All the prereqs are in place for landing this. posciak@: any more comments on this CL?
On 2013/11/11 22:39:49, sheu wrote: > All the prereqs are in place for landing this. posciak@: any more comments on > this CL? Did you miss my latest one at https://chromiumcodereview.appspot.com/23526070/diff/5001/content/common/gpu/... ?
On 2013/11/11 23:43:25, posciak wrote: > On 2013/11/11 22:39:49, sheu wrote: > > All the prereqs are in place for landing this. posciak@: any more comments on > > this CL? > > Did you miss my latest one at > https://chromiumcodereview.appspot.com/23526070/diff/5001/content/common/gpu/... > ? Yeah, I can do that. I was just wondering if there's any more I should fold into my next upload.
On 2013/11/11 23:44:58, sheu wrote: > On 2013/11/11 23:43:25, posciak wrote: > > On 2013/11/11 22:39:49, sheu wrote: > > > All the prereqs are in place for landing this. posciak@: any more comments > on > > > this CL? > > > > Did you miss my latest one at > > > https://chromiumcodereview.appspot.com/23526070/diff/5001/content/common/gpu/... > > ? > > Yeah, I can do that. I was just wondering if there's any more I should fold > into my next upload. Did another pass. Small nits + the queue stuff above, but otherwise lgtm. Not really familiar with the GL stuff though. Would be good if Wu-Cheng could doublecheck PictureReady paths.
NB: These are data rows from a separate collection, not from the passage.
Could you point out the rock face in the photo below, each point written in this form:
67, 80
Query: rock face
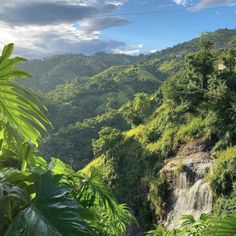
189, 192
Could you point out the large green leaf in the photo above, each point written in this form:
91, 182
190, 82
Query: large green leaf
52, 212
19, 107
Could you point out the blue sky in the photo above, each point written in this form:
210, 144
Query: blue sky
170, 24
44, 27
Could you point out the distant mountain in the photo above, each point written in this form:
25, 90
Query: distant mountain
52, 71
85, 93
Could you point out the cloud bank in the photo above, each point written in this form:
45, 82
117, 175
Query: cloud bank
202, 4
43, 27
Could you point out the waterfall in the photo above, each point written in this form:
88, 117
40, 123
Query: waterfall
189, 191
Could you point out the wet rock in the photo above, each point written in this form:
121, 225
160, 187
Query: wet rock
189, 193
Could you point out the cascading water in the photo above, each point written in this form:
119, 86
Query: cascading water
189, 192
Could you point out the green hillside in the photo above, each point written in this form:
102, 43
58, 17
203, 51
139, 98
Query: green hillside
87, 98
49, 72
197, 104
145, 131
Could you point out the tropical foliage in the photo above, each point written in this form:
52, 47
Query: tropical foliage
40, 198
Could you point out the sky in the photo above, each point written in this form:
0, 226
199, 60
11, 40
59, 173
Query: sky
40, 28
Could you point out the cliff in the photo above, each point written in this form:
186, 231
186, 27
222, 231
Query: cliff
189, 193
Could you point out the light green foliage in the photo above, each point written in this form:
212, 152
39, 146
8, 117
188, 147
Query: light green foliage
221, 177
46, 199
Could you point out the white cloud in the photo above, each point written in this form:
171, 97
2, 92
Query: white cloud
153, 50
67, 26
181, 2
213, 3
201, 4
133, 50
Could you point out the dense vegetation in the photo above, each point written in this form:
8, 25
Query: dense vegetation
130, 121
40, 198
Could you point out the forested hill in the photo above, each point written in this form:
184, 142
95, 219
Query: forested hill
85, 93
49, 72
160, 129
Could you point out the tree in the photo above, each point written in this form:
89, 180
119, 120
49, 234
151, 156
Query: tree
40, 198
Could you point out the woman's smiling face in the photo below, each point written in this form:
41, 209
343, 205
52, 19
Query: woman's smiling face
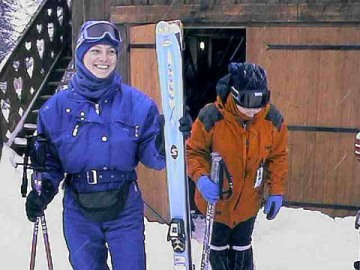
100, 60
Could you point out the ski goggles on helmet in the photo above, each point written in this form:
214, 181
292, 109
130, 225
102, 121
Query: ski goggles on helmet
98, 30
251, 98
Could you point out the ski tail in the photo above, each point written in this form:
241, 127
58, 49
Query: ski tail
216, 174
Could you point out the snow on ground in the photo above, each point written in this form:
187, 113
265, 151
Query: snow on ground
297, 239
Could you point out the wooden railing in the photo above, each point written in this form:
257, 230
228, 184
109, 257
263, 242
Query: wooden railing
28, 67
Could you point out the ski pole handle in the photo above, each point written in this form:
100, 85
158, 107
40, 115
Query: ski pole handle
215, 167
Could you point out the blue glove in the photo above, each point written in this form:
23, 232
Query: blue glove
272, 206
208, 189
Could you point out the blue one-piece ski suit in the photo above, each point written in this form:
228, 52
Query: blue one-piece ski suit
116, 139
96, 145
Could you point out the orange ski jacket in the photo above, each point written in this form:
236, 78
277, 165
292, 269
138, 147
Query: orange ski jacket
262, 141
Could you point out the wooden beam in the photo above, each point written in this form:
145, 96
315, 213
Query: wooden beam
240, 13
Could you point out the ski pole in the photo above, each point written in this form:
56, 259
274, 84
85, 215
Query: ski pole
210, 212
33, 244
46, 242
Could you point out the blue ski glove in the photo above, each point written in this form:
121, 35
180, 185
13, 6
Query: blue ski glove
160, 138
35, 204
272, 206
208, 189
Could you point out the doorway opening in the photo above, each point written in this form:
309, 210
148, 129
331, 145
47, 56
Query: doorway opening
208, 51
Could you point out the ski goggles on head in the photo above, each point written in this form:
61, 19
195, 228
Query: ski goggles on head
98, 30
251, 98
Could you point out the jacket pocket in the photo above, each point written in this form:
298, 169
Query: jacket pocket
132, 130
103, 206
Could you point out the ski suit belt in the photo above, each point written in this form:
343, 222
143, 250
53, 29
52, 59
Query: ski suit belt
94, 177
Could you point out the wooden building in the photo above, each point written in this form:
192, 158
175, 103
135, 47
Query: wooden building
311, 51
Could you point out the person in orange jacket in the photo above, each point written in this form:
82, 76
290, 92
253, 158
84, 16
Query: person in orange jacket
251, 136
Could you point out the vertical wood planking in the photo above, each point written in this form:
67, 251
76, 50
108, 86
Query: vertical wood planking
144, 75
314, 88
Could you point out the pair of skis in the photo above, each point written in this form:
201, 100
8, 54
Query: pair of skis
169, 46
35, 151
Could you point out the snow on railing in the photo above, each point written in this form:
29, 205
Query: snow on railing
28, 66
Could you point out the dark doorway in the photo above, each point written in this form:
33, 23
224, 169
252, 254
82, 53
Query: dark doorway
208, 51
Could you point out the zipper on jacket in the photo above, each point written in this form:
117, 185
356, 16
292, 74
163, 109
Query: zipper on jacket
137, 131
97, 108
76, 130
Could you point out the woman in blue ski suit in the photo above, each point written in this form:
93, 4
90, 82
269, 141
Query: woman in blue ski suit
98, 131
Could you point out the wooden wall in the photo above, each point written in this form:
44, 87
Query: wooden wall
312, 87
315, 87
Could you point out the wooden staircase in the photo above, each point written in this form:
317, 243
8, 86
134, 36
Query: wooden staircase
39, 66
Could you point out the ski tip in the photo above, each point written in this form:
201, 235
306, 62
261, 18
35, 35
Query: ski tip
162, 27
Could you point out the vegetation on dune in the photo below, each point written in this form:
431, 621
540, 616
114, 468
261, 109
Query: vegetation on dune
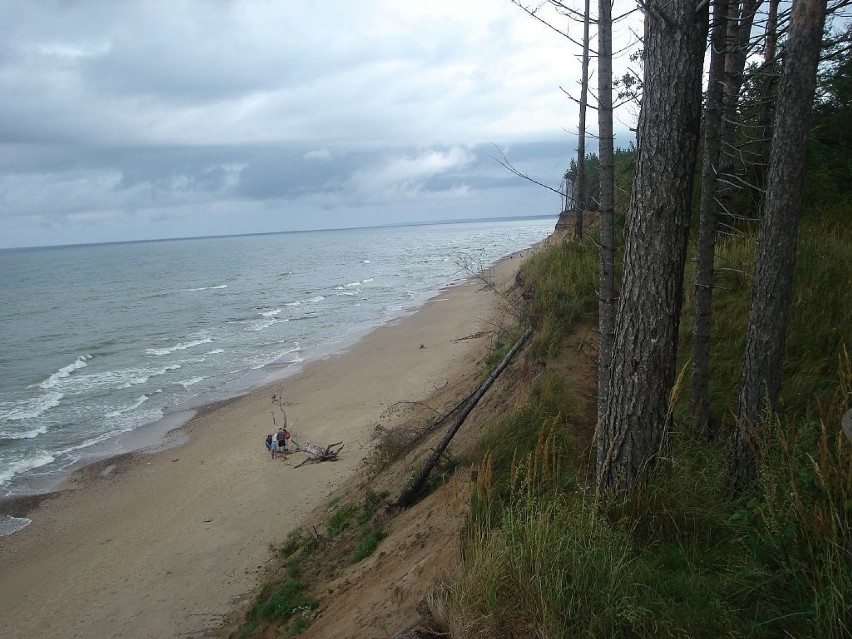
715, 497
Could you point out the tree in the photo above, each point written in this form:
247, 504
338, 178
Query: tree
708, 221
657, 227
606, 239
580, 189
773, 278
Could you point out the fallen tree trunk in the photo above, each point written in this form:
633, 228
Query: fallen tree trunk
319, 453
415, 486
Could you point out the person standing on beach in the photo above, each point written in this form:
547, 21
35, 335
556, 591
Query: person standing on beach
281, 436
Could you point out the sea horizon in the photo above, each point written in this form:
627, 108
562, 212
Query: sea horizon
96, 368
509, 218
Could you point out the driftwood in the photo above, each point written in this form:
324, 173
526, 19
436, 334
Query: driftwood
416, 486
319, 453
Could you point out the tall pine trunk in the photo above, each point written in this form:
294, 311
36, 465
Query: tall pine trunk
740, 21
702, 317
606, 276
581, 190
773, 277
657, 227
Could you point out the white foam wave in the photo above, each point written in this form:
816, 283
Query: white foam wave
106, 380
192, 381
36, 459
259, 325
182, 346
206, 288
139, 401
9, 524
29, 408
65, 371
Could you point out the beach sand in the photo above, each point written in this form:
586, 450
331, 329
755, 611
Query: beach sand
164, 544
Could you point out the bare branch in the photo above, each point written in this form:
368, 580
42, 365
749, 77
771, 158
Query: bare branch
504, 162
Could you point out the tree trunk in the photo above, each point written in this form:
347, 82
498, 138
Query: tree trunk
740, 21
657, 228
767, 84
414, 487
581, 137
702, 317
773, 277
606, 276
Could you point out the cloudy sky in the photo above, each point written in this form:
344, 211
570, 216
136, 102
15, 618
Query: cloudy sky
124, 120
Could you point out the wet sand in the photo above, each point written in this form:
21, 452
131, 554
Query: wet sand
164, 544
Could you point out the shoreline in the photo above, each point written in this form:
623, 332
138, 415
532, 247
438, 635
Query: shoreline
164, 543
40, 483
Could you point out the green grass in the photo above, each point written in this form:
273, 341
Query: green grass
368, 543
286, 604
562, 280
340, 520
682, 556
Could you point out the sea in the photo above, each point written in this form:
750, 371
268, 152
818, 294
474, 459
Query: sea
102, 345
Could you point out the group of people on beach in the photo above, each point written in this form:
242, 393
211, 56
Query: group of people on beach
277, 443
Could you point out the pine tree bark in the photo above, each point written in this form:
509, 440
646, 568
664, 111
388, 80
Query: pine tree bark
708, 220
606, 239
773, 277
581, 136
657, 228
740, 22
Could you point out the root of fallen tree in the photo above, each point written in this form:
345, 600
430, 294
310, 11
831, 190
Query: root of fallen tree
319, 453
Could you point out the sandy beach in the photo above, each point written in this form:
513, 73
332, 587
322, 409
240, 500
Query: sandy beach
163, 544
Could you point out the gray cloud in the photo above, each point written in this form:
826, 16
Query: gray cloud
127, 120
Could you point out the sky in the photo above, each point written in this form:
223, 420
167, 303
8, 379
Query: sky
123, 120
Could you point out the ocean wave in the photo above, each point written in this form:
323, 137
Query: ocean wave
205, 288
112, 379
29, 408
65, 371
259, 325
9, 524
178, 347
139, 401
35, 459
192, 381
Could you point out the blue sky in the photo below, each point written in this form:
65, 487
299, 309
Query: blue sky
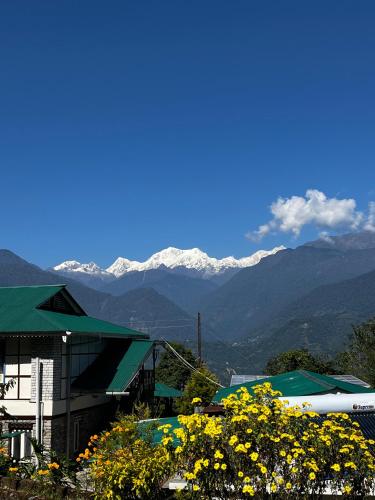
126, 127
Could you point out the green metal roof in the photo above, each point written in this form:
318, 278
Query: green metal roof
164, 391
129, 365
297, 383
19, 313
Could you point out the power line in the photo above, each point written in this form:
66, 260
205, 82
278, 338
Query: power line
188, 365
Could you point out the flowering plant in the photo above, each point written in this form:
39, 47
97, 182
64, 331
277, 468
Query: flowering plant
261, 446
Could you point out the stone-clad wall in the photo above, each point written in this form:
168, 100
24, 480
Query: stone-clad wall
91, 421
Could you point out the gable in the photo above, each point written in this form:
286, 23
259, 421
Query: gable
62, 302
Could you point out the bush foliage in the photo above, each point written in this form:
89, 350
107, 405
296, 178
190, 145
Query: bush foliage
260, 446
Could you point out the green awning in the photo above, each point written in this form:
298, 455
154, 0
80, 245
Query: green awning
23, 311
297, 383
164, 391
129, 365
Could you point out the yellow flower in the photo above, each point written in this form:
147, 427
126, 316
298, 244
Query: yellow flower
189, 476
53, 465
248, 489
240, 448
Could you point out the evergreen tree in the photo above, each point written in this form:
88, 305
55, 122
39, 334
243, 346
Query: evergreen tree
171, 371
299, 359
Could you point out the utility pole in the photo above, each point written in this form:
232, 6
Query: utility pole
199, 339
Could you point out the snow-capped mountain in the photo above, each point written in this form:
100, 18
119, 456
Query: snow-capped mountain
171, 258
73, 266
193, 259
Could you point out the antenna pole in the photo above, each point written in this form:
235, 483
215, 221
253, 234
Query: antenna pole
199, 339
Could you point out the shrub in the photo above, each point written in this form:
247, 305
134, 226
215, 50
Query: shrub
262, 446
125, 464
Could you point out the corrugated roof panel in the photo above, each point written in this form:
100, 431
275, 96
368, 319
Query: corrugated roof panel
19, 314
129, 365
297, 383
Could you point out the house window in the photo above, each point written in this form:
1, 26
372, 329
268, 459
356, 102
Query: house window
76, 435
20, 445
17, 367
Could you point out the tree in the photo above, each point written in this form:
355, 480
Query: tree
202, 384
359, 358
171, 371
300, 359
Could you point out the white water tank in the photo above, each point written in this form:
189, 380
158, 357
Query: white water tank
326, 403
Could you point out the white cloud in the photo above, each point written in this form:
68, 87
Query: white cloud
290, 215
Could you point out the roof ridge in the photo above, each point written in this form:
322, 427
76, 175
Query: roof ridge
312, 376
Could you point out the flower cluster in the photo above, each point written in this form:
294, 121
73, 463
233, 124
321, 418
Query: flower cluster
261, 445
126, 464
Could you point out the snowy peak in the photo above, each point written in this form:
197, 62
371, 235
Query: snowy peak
195, 259
192, 259
73, 266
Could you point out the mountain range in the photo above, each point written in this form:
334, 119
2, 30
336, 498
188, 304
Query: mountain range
191, 262
286, 298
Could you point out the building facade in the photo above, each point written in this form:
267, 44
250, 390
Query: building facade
69, 372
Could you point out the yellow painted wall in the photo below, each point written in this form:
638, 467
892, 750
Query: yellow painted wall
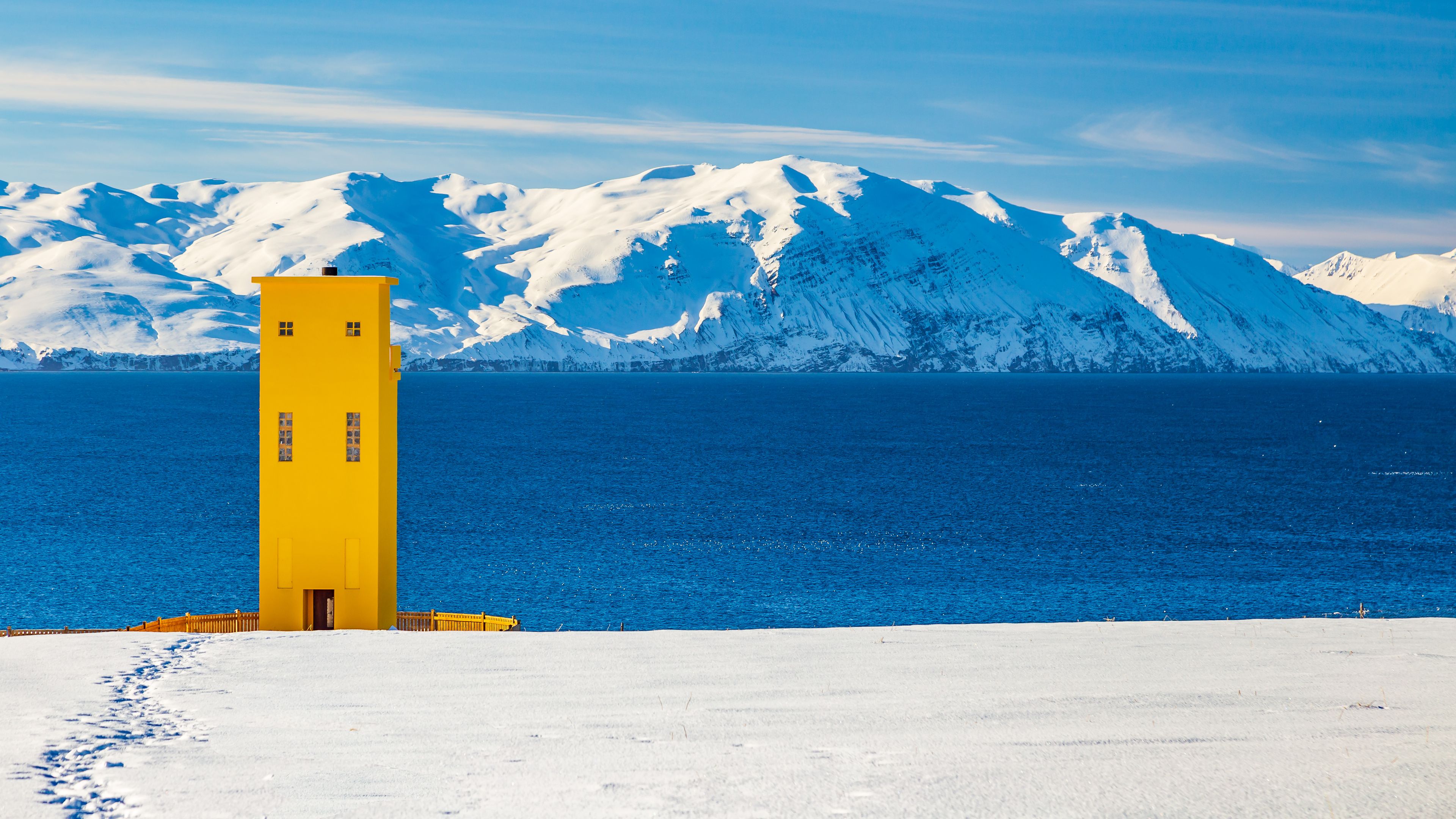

Please test DASH and raw stream res change on both H264 and VP8 and WebRTC decode.
Sorry forgot to publish comments. https://chromiumcodereview.appspot.com/23526070/diff/268002/content/common/gp... File content/common/gpu/media/exynos_video_decode_accelerator.cc (right): https://chromiumcodereview.appspot.com/23526070/diff/268002/content/common/gp... content/common/gpu/media/exynos_video_decode_accelerator.cc:407: attrs[11] = frame_buffer_size_.width(); To be supercorrect, I think we should use bytesperline from v4l2_format struct instead of this? Here and below. https://chromiumcodereview.appspot.com/23526070/diff/268002/content/common/gp... content/common/gpu/media/exynos_video_decode_accelerator.cc:1918: } while (i < mfc_output_buffer_map_.size()); Why do-while and not for?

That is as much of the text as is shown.